Belitung Wreck
At the Asian Civilisations Museum in Singapore there is a permanent exhibition of the cargo recovered in 1998 from a Persian ship that was wrecked around AD830 in the Java sea on its way back from China. It gives a fascinating insight into how little has changed in 1100 years.
The main cargo was 60,000 ceramics – most were everyday “IKEA-ware,” some were more refined, and a few experimental. Ceramics were made all over the world but it seems that by the Tang Dynasty China was already able to produce large volumes so much more cost effectively that it was worth traders making long and perilous journeys.
The ship appears to have been made without nails, the planks being stitched together, and it is presumed to have hugged the coasts from Basra round to Guangzhou. The fact that the ship was wrecked near Belitung suggests that it was intending to sell some of its cargo in Indonesia, perhaps then to reinvest the profits in buying spices.
The mass-produced crockery was packed in large earthenware jars with straw.
The designs were simple and quickly executed with brown and green glazes.
This item seems to represent a Middle Eastern face with curly hair, suggesting that at least some of the traders actually made it beyond China’s trading ports and far inland to the production centres themselves.
One of the finer items recovered is this large and delicate pitcher with Persian as well as Chinese motifs.
We have come to think of blue and white tableware as distinctly Chinese, copied by European potteries in the 18th century. But the cobalt used in the blue glaze originally came from Iran. The plate on the right is Iranian: the two on the left were recovered from the wreck and appear to be samples of early Chinese experiments to produce blue and white ceramics for the Middle Eastern market.
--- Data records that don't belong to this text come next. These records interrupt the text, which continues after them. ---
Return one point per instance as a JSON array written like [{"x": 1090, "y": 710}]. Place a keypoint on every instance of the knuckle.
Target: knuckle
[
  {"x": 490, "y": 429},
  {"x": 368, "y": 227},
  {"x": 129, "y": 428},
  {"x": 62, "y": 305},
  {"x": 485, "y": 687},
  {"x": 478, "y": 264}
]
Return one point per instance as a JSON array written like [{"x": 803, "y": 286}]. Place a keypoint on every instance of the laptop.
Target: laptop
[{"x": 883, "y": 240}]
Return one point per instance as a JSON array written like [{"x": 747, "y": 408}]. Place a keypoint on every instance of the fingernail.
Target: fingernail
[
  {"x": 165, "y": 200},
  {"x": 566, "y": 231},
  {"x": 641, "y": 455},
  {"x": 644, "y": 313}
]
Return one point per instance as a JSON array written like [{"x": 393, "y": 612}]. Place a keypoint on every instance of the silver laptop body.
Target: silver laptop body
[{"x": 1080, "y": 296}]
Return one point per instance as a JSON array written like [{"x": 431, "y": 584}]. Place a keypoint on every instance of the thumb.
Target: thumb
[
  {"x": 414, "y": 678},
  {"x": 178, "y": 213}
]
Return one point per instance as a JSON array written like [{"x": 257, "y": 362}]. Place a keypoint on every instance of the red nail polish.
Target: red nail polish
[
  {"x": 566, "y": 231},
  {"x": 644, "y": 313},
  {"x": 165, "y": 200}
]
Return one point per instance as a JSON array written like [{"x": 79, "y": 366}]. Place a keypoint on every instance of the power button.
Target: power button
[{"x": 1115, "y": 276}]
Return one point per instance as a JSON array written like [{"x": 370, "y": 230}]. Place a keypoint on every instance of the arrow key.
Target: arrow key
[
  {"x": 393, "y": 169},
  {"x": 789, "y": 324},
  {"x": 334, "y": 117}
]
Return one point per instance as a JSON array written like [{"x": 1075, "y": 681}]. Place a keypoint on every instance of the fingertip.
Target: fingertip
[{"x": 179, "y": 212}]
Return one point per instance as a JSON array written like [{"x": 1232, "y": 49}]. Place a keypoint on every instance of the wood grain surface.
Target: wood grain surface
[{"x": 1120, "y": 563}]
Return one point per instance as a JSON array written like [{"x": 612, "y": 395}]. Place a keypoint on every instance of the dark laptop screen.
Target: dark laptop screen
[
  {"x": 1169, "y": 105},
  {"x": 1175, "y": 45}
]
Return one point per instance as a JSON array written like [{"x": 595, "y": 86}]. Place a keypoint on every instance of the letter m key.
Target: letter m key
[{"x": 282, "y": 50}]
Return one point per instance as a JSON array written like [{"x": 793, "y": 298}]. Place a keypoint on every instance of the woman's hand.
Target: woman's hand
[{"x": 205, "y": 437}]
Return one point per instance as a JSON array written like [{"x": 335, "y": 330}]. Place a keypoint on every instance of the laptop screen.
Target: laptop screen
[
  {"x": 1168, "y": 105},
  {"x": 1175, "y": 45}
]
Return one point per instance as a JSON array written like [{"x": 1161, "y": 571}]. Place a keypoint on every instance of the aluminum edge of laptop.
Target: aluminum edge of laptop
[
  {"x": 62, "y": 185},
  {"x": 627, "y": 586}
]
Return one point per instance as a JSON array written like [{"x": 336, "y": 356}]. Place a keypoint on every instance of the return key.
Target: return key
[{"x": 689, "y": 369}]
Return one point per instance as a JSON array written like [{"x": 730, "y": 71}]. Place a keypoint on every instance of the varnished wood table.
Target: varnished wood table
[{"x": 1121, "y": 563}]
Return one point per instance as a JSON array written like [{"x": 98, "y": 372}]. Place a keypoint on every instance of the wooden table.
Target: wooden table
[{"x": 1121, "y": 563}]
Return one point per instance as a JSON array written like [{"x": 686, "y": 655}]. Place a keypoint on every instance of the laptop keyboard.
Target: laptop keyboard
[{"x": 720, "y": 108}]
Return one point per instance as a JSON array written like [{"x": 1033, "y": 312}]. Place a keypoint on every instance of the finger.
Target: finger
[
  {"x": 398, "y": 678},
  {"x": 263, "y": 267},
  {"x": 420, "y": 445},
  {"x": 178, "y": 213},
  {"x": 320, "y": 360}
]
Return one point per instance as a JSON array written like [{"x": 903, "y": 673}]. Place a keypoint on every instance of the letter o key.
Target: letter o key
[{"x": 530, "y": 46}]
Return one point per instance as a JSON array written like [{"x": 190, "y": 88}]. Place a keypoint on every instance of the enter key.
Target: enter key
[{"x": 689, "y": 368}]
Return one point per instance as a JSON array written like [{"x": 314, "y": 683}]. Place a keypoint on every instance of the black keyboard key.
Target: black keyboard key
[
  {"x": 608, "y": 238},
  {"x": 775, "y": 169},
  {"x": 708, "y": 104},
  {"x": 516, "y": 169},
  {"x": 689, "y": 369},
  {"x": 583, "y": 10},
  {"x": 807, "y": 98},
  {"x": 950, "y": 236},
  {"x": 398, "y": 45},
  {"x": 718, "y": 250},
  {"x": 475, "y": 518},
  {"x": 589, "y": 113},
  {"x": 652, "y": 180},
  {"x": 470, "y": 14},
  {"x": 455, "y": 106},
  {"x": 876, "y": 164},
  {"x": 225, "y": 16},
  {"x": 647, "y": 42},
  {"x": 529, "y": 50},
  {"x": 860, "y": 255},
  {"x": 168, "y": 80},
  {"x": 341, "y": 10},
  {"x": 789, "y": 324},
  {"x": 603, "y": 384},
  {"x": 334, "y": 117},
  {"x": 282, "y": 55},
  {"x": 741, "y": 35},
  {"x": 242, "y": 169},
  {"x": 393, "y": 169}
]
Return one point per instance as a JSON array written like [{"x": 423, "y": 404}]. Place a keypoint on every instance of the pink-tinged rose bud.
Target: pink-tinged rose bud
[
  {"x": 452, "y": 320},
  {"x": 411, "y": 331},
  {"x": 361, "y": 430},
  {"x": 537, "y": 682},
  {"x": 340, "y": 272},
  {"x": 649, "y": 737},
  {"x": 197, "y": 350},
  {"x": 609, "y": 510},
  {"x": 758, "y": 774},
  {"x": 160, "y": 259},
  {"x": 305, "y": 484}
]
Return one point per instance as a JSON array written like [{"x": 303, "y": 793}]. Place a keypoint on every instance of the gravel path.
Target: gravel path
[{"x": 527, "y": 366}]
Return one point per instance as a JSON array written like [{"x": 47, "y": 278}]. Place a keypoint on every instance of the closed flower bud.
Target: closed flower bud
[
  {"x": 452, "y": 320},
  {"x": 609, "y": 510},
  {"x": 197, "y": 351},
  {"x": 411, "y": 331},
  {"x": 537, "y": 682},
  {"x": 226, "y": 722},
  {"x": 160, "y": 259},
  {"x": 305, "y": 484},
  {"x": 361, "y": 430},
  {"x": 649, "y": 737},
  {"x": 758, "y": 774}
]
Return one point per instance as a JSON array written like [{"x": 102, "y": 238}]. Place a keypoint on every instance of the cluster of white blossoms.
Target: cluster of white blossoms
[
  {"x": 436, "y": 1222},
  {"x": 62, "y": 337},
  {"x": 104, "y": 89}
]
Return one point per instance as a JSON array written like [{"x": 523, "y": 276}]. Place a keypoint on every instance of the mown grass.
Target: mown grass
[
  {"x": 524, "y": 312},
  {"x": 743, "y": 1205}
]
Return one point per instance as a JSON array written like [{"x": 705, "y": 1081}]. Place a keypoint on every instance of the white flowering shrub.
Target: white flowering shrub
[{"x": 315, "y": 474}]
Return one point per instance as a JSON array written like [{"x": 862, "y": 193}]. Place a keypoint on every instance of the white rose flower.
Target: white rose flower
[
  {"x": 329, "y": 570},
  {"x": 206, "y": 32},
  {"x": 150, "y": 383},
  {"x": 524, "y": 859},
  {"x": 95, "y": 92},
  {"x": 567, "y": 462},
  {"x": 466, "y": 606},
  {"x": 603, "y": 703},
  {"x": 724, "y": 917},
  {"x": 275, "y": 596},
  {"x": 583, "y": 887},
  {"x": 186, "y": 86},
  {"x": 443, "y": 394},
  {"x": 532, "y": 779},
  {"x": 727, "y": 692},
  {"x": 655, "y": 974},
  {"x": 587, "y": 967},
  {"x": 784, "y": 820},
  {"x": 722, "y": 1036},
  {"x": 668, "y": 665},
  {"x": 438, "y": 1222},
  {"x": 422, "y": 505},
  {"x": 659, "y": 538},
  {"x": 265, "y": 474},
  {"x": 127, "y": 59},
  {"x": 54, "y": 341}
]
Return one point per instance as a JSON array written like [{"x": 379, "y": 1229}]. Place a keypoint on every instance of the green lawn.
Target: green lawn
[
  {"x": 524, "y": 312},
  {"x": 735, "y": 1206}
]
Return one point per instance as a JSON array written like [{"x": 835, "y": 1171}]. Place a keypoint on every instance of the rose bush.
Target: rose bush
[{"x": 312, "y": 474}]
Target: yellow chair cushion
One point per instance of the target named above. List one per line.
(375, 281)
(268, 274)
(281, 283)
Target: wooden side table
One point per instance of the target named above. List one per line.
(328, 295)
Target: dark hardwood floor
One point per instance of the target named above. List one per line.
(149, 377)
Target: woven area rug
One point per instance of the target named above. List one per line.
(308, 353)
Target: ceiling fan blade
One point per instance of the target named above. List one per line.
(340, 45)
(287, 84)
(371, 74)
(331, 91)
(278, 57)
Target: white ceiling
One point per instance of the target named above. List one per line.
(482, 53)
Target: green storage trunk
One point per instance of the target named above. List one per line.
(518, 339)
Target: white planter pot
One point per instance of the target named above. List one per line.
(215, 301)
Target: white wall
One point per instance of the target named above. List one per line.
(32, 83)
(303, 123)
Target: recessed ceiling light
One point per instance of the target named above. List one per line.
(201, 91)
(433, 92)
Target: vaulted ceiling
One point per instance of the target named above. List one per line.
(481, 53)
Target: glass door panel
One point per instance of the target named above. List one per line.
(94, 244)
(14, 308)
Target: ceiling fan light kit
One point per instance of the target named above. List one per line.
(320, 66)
Also found were items that presumably belonged to the crew, like this fish-shaped vegetable grater;
playing pieces with a bone die;
… and personal treasures, like this silver box with mandarin ducks representing marital fidelity.
The strangest things recovered were arguably these vessels with a tube on the side that connected to the bottom of the cup underneath a figure of a turtle or bird.
It is thought these were used for drinking through the nose, which the Chinese Song-dynasty poet Fan Cheng Da (范成大) said was an indescribably pleasant experience (云水自鼻入咽,快不可言).